I'm trying to scrape information from a website. I put the info into a list, but when I print the list, it looks something like this:
list = ['text \n\n more text (1) \n\n even more text \n\n']
As you can see, nothing is separated. I want the list to look something like this:
list = ['text','more text (1)', 'even more text']
I tried doing list = [i.split('\n\n') for i in list]
but that didn't work. The result was :
list = [text ',' more text (1) ',' even more text]
How can I fix this?
Thank you in advance for taking the time to read my question and help in any way you can. I appreciate it
CodePudding user response:
Try this code maybe:
import re
list = ['text \n\n more text (1) \n\n even more text \n\n']
list[0] = list[0].replace(' \n\n ', '#').replace(' \n\n', '#')
list = re.split('#',list[0])
if list[len(list) - 1] == '':
list.pop(len(list) - 1)
print(list)
Output:
['text', 'more text (1)', 'even more text']

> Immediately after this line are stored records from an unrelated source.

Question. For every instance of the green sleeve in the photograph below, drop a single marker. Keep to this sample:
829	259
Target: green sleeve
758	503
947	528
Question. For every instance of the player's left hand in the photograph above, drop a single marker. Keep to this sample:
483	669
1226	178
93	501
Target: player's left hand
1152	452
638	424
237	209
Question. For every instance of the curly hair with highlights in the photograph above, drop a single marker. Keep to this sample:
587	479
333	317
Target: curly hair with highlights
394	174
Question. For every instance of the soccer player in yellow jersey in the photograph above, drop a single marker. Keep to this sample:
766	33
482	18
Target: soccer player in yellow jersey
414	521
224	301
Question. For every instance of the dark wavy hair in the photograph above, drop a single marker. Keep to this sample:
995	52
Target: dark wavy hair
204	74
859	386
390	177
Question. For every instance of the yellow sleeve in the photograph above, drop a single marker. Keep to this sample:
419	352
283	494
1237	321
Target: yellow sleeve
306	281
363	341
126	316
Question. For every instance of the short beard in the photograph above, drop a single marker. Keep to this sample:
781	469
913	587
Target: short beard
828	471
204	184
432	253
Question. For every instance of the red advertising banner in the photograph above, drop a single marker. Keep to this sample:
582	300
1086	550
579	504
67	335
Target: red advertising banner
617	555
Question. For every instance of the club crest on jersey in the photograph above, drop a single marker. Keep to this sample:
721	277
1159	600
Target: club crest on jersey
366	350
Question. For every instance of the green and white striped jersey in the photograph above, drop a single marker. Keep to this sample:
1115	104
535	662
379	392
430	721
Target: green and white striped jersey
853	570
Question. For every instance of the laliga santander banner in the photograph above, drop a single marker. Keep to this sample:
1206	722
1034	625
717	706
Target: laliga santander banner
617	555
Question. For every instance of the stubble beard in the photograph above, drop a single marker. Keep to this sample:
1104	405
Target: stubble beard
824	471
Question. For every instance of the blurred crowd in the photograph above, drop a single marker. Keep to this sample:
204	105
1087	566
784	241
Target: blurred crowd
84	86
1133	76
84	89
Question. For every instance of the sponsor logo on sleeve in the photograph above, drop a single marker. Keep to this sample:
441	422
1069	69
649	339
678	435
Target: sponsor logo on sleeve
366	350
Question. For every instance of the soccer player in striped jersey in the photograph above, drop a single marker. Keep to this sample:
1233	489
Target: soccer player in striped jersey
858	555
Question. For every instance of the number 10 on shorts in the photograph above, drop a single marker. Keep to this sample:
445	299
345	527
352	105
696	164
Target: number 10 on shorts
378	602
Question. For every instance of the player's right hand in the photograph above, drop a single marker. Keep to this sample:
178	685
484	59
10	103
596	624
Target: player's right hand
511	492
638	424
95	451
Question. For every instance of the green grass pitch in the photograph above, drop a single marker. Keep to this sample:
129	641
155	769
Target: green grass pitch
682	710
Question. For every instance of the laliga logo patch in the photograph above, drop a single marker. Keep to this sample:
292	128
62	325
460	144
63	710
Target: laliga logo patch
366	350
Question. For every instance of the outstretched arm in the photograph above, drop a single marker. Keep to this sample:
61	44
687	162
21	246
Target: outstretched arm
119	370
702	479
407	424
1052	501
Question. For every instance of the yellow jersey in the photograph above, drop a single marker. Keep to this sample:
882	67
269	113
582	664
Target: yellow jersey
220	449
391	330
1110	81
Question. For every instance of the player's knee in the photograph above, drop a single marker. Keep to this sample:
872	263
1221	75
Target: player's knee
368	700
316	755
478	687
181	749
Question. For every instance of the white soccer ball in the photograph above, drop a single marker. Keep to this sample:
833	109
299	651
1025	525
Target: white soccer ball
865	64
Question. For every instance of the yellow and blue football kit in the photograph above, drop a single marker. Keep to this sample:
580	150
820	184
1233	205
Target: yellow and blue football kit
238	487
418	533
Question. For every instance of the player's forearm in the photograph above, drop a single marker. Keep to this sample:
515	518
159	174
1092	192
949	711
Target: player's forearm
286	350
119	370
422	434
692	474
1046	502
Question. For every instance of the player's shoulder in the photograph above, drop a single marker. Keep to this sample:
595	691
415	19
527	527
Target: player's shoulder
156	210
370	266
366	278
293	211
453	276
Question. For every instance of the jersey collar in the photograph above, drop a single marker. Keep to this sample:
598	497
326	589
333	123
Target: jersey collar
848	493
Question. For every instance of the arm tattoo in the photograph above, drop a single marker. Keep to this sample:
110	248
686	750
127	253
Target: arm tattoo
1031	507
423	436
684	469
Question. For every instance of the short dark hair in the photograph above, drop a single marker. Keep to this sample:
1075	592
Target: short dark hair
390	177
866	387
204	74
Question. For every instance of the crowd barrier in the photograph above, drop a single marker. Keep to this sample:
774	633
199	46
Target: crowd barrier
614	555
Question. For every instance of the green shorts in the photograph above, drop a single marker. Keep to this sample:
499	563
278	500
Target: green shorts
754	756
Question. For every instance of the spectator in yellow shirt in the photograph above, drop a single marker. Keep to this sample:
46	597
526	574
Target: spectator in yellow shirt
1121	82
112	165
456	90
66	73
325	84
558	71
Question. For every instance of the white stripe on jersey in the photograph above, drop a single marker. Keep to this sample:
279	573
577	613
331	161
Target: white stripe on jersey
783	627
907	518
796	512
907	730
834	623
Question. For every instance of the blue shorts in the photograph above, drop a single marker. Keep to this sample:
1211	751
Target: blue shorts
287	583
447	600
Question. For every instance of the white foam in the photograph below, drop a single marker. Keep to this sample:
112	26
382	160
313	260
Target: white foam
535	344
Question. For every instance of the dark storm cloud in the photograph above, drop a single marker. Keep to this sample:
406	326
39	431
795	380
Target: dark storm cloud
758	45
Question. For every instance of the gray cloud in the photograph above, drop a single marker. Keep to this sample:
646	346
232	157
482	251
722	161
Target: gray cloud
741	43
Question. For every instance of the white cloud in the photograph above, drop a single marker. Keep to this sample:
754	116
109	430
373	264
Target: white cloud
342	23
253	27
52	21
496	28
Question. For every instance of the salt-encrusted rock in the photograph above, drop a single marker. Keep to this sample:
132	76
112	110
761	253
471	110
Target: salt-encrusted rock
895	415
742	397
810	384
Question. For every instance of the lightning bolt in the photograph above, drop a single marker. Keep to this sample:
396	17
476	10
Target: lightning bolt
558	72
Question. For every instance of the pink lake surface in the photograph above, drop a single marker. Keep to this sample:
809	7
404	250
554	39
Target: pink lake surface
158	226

First we replace every instance of ' \n\n '
and ' \n\n'
with '#'
. This is because even though the elements are separated by ' \n\n '
, the code ends without a space after it, so we need a unique separator for that instance.
Afterwards, we split the list by every instance of '#'
, and pop the final element if it was a black space caused by an ending ' \n\n '
or ' \n\n '
.
I hope this helped! Please let me know if you need any further clarification or details :)
CodePudding user response:
Here is a way to do it. I first split each string of your list and then remove any trailing or leading space using the split
method.
info = []
for i in liste:
if i[-2:] == "\n\n":
i = i[:-2]
untrimmed = i.split("\n\n")
trimmed = [j.strip() for j in untrimmed]
info.append(trimmed)
The if
statement permits to get rid of any empty string if your input ends with "\n\n"
.
CodePudding user response:
You're almost there... If you to the following you should be there:
the_list = ['text \n\n more text (1) \n\n even more text \n\n']
final_list = list(filter(None, [i.strip() for i in the_list[0].split('\n\n')]))
The reason why it failed in my previous answer was that we defined the_list
as a list of length 1. Secondly, I put the split in the wrong location.
I've also added the filter to "squeeze" an empty result at the end in case you want to remove those.
CodePudding user response:
list1 = ['text \n\n more text (1) \n\n even more text \n\n']
print(list1)
list1
joined = "".join(list1)
joined = joined.replace('\n\n',',')
words = [x.strip() for x in joined.split(',')]
print(words)
while("" in words) :
words.remove("")
print(words)
CodePudding user response:
Please, try this:
list = ['text \n\n more text (1) \n\n even more text \n\n']
aux = lista[0].split('\n\n')
list_final = [e.strip() for e in aux]
list_final.remove('')
CodePudding user response:
I tried this code it's worked for me may be it helps you.
`lst = "text \n\n more text (1) \n\n even more text"
x=lst.split("\n\n")
print("list=",x)`